October 17, 2021 7:00 PM PDT
This document summarizes the mock system design interview focused on building a job scheduler system capable of executing millions of machine learning jobs per day. The interview covered functional and non-functional requirements, system design, and discussions on scalability and architecture.
Requirements
Functional Requirements
- Handle up to 10 million jobs per day
- Support various scheduling patterns:
- Run at least once
- Cron jobs: hourly, daily, weekly, monthly
Non-Functional Requirements
- Highly available: Can schedule jobs at any time
- Highly scalable
- High durability
Requirement Clarification
- Jobs are submitted by clients.
- Output can be directed to disk or cloud storage.
- Clients may not need to see the results immediately.
- Jobs can be run multiple times (idempotency accepted).
System Design
System Design Diagram
- Utilized the single responsibility principle to define services.
Components
-
Job Planner
- Accepts new job definitions from clients.

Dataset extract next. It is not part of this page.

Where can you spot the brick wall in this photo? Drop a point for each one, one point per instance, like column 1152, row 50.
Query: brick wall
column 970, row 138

- Distributes jobs into tasks and writes records for jobs and tasks.
- Example:
scheduleStartTime
= 9 AM (epoch time)jobInterval
= 1 weekjobRecurringTime
= 6 times (creates 6 records in the task table)
-
Job Scanner
- Periodically picks up tasks to run.
- API:
- Initial design:
schedule(taskDescription, scheduledStartTime)
- Revised design:
schedule(taskDescription, scheduledStartTime, jobIntervals, jobRecurringTime)
- Initial design:
Database Schema
- Chose DynamoDB for its scalability as a NoSQL database.

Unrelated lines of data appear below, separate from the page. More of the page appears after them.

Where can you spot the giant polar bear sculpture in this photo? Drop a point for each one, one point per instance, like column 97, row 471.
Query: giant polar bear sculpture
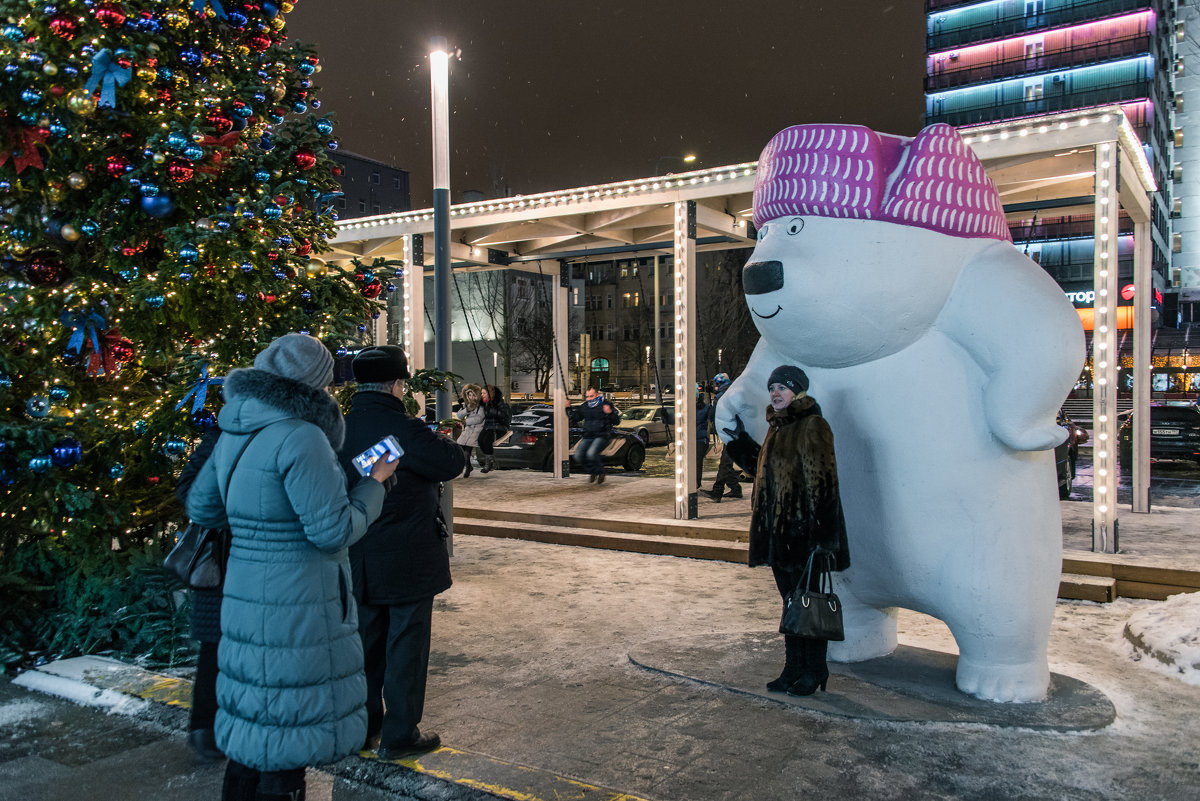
column 940, row 355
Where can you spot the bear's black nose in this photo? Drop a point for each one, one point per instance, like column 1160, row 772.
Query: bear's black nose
column 762, row 277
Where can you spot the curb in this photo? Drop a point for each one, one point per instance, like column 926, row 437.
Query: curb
column 127, row 690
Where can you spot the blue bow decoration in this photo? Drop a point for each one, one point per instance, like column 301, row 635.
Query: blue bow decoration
column 199, row 390
column 84, row 325
column 198, row 7
column 108, row 74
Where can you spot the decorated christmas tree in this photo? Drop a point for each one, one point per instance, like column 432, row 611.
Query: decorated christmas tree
column 165, row 185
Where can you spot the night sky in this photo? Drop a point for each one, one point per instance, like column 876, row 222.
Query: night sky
column 557, row 94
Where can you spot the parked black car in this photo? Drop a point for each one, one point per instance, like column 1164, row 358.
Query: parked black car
column 531, row 444
column 1174, row 433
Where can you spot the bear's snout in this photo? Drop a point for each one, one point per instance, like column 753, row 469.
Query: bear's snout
column 762, row 277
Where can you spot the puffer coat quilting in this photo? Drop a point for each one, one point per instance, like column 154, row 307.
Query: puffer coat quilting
column 291, row 687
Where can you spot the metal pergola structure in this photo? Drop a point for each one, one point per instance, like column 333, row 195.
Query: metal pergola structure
column 677, row 215
column 1089, row 161
column 1080, row 162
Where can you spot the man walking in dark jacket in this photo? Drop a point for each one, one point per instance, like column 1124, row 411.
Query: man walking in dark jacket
column 402, row 561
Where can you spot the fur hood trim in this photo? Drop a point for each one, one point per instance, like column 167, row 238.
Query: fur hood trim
column 291, row 398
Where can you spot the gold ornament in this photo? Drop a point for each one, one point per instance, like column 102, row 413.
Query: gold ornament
column 81, row 102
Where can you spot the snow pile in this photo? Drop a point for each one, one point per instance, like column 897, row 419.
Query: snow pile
column 1169, row 633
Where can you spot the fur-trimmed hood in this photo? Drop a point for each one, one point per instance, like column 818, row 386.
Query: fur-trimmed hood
column 256, row 398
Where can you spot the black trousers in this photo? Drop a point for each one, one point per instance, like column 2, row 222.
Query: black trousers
column 396, row 650
column 204, row 688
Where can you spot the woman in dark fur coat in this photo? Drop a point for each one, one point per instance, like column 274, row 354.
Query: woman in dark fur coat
column 796, row 511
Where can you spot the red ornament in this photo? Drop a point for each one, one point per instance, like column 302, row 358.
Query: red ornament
column 304, row 158
column 63, row 25
column 123, row 350
column 109, row 14
column 180, row 170
column 220, row 121
column 258, row 42
column 117, row 166
column 45, row 269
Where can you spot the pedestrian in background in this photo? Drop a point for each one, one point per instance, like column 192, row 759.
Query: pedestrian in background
column 726, row 481
column 472, row 416
column 291, row 688
column 205, row 626
column 597, row 416
column 796, row 511
column 402, row 562
column 496, row 423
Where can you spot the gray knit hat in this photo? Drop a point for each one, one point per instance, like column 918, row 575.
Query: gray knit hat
column 791, row 377
column 299, row 357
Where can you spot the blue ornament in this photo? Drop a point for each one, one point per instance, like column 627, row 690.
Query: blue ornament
column 157, row 206
column 37, row 407
column 174, row 447
column 66, row 452
column 192, row 56
column 204, row 419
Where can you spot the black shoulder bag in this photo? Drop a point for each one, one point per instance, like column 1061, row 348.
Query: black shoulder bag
column 815, row 614
column 198, row 559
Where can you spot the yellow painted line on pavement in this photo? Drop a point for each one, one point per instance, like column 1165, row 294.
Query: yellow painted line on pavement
column 502, row 778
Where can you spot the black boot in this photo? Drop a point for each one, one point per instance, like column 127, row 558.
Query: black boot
column 240, row 783
column 816, row 672
column 793, row 664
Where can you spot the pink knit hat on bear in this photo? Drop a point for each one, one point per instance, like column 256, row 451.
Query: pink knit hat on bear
column 933, row 181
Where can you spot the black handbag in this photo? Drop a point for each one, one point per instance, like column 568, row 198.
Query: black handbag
column 198, row 559
column 815, row 614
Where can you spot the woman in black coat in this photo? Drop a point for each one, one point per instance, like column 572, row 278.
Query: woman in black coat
column 205, row 625
column 796, row 511
column 496, row 422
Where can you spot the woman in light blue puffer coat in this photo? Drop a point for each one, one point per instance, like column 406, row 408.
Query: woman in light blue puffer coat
column 291, row 687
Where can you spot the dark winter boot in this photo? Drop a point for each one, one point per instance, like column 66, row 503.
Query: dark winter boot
column 816, row 672
column 240, row 783
column 793, row 664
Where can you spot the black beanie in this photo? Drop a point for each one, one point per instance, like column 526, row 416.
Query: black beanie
column 791, row 377
column 381, row 365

- Job states transition through:
- "scheduled" → "Enqueue" → "Claimed" → "Processing" → "Successful/Failed"
Discussions During the Interview
-
Job Submission:
- Jobs transition through defined states.
-
Task Scanning Frequency:
- Task scanner actively queries tasks every 5 minutes, which is acceptable given the long execution time of AI tasks.
-
Failure Management:
- Addressed concerns about task scanner failure.
- Proposed partitioning based on scheduled start time and using Global Secondary Indexes (GSI) for efficient scanning.
-
Scaling the Job Scanner:
- Multiple task scanners can be created.
- Implement sharding based on a hash function to prevent multiple scanners from picking up the same job.
- Consider using ZooKeeper for heartbeat checks to keep scanners alive.
-
Handling Infinite Repeating Tasks:
- Schedule the next task each time the current task is executed.
-
Separation of Job and Tasks:
- Jobs can be executed multiple times as tasks, allowing for efficient job environment preparation.
-
Database Considerations:
- SQL vs. NoSQL: SQL could be a valid alternative if complex queries are needed in the future, with MySQL scaling well through sharding/partitioning.
Conclusion
The design of the job scheduler system demonstrates a clear understanding of the requirements and scalability challenges. All components should support multiple instances to ensure robustness and efficiency in handling a high volume of jobs.